Spyware is spreading far beyond its national-security role

Spyware is increasingly exploited by criminals or used to suppress civil liberties, and this proliferation is in part due to weak regulation.

Politicians, diplomats, human rights activists and journalists have been targeted by malicious software worldwide. Just last week, former Polish justice minister Zbigniew Ziobro was arrested for allegedly approving use of spyware on 600 people, including opposition leaders.

Spyware is increasingly exploited by private actors, often criminal, for international crime, corruption, transnational repression and weapons smuggling. For instance, Mexican criminal organisations have tapped into Titan, security software used by law enforcement and intelligence agencies, to geolocate their rivals and conceal criminal activity. What’s more concerning is that some of these spyware products are being procured by government officials informally, without bureaucratic checks and balances.

The opacity of the spyware trade can make it difficult for governments to develop effective policies and regulatory controls. While commercial spyware giants such as the NSO Group, Intellex Consortium, NoviSpy and Cellebrite have become well known and increasingly scrutinised, hundreds of smaller firms have attracted little attention and oversight. They also provide hackers-for-hire services and such products as economical intrusion software. They are often set up by larger entities as a means of evading export controls, and they offer a more discreet way for governments and private actors to procure spyware, including illicit services and products.

The Atlantic Council’s Cyber Statecraft Initiative found connections between 435 entities across 42 countries in the spyware market. This revealed a web of investors, vendors, holding companies, subsidiaries, suppliers and individuals in the exploitation supply chain that contribute to spyware development, proliferation and misuse.

Misuse of spyware by malign actors can threaten national security and undermine civil liberties. This is a challenge for democracies and authoritarian regimes alike.

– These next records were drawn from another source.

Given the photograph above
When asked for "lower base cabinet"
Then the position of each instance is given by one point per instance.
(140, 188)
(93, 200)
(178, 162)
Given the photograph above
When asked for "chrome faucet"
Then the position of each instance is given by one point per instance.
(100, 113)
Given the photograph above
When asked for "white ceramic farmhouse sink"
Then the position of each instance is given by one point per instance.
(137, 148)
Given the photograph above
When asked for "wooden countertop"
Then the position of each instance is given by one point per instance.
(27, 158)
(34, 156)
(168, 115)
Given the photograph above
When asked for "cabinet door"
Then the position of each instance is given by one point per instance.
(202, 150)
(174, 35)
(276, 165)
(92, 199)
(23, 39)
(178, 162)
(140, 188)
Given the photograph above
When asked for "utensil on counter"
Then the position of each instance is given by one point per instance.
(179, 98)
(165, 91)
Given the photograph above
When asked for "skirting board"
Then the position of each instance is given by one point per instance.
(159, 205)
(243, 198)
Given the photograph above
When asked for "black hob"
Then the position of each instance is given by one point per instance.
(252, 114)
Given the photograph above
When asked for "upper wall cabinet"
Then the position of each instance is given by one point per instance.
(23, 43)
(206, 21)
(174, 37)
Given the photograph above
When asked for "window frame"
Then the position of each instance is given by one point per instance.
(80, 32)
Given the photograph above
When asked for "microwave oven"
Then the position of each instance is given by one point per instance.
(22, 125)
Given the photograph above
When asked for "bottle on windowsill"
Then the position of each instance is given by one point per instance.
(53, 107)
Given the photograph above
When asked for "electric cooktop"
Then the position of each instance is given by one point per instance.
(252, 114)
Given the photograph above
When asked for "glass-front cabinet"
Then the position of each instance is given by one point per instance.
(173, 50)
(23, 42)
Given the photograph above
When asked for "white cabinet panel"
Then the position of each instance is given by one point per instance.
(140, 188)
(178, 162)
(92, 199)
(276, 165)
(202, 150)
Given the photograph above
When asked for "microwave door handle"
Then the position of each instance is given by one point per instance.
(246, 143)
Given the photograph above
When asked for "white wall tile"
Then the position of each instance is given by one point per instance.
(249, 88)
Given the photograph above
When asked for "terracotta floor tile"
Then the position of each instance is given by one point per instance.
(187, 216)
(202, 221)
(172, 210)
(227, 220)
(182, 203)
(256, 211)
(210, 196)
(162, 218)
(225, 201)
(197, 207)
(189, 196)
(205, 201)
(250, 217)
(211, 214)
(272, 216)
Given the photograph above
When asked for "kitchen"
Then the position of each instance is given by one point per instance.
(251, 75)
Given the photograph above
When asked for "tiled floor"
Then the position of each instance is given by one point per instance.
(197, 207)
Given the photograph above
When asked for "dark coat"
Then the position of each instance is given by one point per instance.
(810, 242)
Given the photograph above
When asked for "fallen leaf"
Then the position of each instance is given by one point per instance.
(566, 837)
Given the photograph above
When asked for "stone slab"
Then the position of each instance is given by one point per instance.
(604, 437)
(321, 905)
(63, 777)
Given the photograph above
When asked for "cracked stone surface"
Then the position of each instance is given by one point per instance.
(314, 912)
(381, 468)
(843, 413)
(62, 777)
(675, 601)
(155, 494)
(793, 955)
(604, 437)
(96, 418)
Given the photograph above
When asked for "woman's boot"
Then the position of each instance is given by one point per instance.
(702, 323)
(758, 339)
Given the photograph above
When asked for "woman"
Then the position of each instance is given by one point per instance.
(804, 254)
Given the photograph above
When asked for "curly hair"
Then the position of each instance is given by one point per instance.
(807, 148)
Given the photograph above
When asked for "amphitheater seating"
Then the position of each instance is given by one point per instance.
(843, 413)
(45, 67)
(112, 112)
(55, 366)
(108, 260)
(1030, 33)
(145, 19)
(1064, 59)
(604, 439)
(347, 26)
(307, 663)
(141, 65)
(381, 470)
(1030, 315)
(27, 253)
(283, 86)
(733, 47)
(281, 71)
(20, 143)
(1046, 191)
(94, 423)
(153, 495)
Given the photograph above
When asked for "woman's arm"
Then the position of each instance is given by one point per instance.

Between 2011 and 2023, at least 74 governments contracted commercial firms to obtain spyware or digital forensics technology. Of these, 44 were autocratic regimes, and 56 procured such technologies from firms based in or connected to Israel, the leading exporter of spyware.

The commercial spyware market is characterised by convoluted corporate structures and obscure supply chains, underscoring the need for collective efforts to increase transparency. The international community will need to cooperate and align their spyware regulations and approaches to address shared risks.

On 31 January, WhatsApp revealed it had detected spyware attacks targeting users across multiple countries. The software had come from Israeli company Paragon Solutions, but WhatsApp was unable to identify the user.

The international community is making some moves to counter misuse of commercial spyware. In January, Australia released a statement at the United Nations calling out the practice. Australia is also one of 23 signatories of the US-initiated joint statement on countering spyware proliferation and misuse.

Britain and France have also established the Pall Mall Process, which involves industry, governments and civil society committing to developing comprehensive guiding principles on the proliferation of commercial spyware.

These measures are major developments in the multilateral commitment to develop stricter safeguards, bringing states closer to alignment on spyware regulation policies.

However, too few countries and entities remain involved in the global effort to counter the proliferation and misuse of spyware. Stakeholder participation within existing mechanisms remains limited. This participation is concentrated in a small number of countries, mainly in Europe and North America, as well as Australia and a few Northeast and Southeast Asian states. This is despite a history of major emerging economies, such as Brazil, advocating against mass surveillance.

Countries need to develop more stringent regulations to prevent the proliferation and misuse of spyware. Nations should establish clear guidelines for nations’ preparedness and pathways to improvement, as well as transparency around what proliferation means to each state. This will help partners to understand and communicate their biggest hurdles, and what is needed to drive reforms.

Identifying and improving domestic commercial spyware landscapes is a good starting point for multilateral initiatives, but bringing the technology into international discussions would also help to mobilise the international community to respond. Australia should work together with partners in the European Union and the Association of Southeast Asian Nations to incorporate the issue into regional organisations. Both the EU and ASEAN are home to an increasing number of commercial spyware entities, even though its member-states also have a vested interest in preventing misuse of the technology.

Inaction or complacency by democracies risks the legitimisation of a largely unregulated industry. This reduces the impact and likelihood of developing meaningful policies to curtail the industry, further enabling spyware misuse.